All of these, I am sorry to say, misinterpret the standard since they
misconstrue the meaning of the term "object" in the C type system. They assume
that the object's type is determined by the way it was created (which is indeed
the usual meaning in other languages), whereas the standard quite clearly
defines an object's type to be determined by the lvalue referencing it.

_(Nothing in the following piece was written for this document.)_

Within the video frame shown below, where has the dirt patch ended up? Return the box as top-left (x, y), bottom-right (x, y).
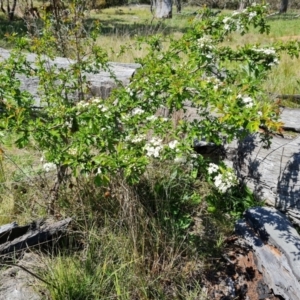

To give one example of this confusion, here is what Dale Johannesen said:
  "the standard consistently talks about the type of the object,
  not the type of the lvalue, when describing volatile."
And here is what N1124 [6.3.2.1/1] says:
  "When an object is said to have a particular type, the type is
   specified by the lvalue used to designate the object."
See my point?

I admit to earning my language lawyer diploma on languages other than C, but the
evidence in comment 9 seems very firm to me. Does anyone see any flaw in it? If
not, then shouldn't this bug be reopened?

Hey, we should be *happy* that we found a standard-compliance excluse to fix the
code-breaking regression and make those casts work like everybody wanted!
Comment 11 Paul Schlie 2005-07-03 17:33:18 UTC
(In reply to comment #10)
> Hey, we should be *happy* that we found a standard-compliance excluse to fix the
> code-breaking regression and make those casts work like everybody wanted!

- I couldn't more strongly agree.
Comment 12 gcc2eran 2005-07-06 18:42:21 UTC
Correction of typo in comment 9: the related PR referenced is PR 22278.
Comment 13 wilson@specifix.com 2005-07-08 00:41:01 UTC
Subject: Re:  [4.0/4.1 regression] Casts in folding
 *& omitted

gcc2eran at tromer dot org wrote:
> And here is what N1124 [6.3.2.1/1] says:
>   "When an object is said to have a particular type, the type is
>    specified by the lvalue used to designate the object."
> See my point?

In the C99 standard, 6.5.4 Cast Operators, Footnote 85 "A cast does not 
yield an lvalue.  Thus, a cast to a qualified type has the same effect 
as a cast to the unqualified version of the type."
Comment 14 gcc2eran 2005-07-08 09:18:34 UTC
(In reply to comment #13)
> In the C99 standard, 6.5.4 Cast Operators, Footnote 85 "A cast does not 
> yield an lvalue.  Thus, a cast to a qualified type has the same effect 
> as a cast to the unqualified version of the type."

But the object being accessed is the one designated by *dereferencing* the cast
expression, and *that* is an lvalue. Quoting N1124:

"[6.5.3.2/4] The unary * operator denotes indirection. If the operand [...]
points to an object, the result is an lvalue designating the
object. If the operand has type ‘‘pointer to type’’, the result has type
‘‘type’’."

And of course:

"[6.5.4/2] Preceding an expression by a parenthesized type name converts the
value of the expression to the named type. [...]"

I think this answers the first half of your quote (i.e., footnote 86), but I'm
not sure what to make of the second half, especially in light of the "Thus".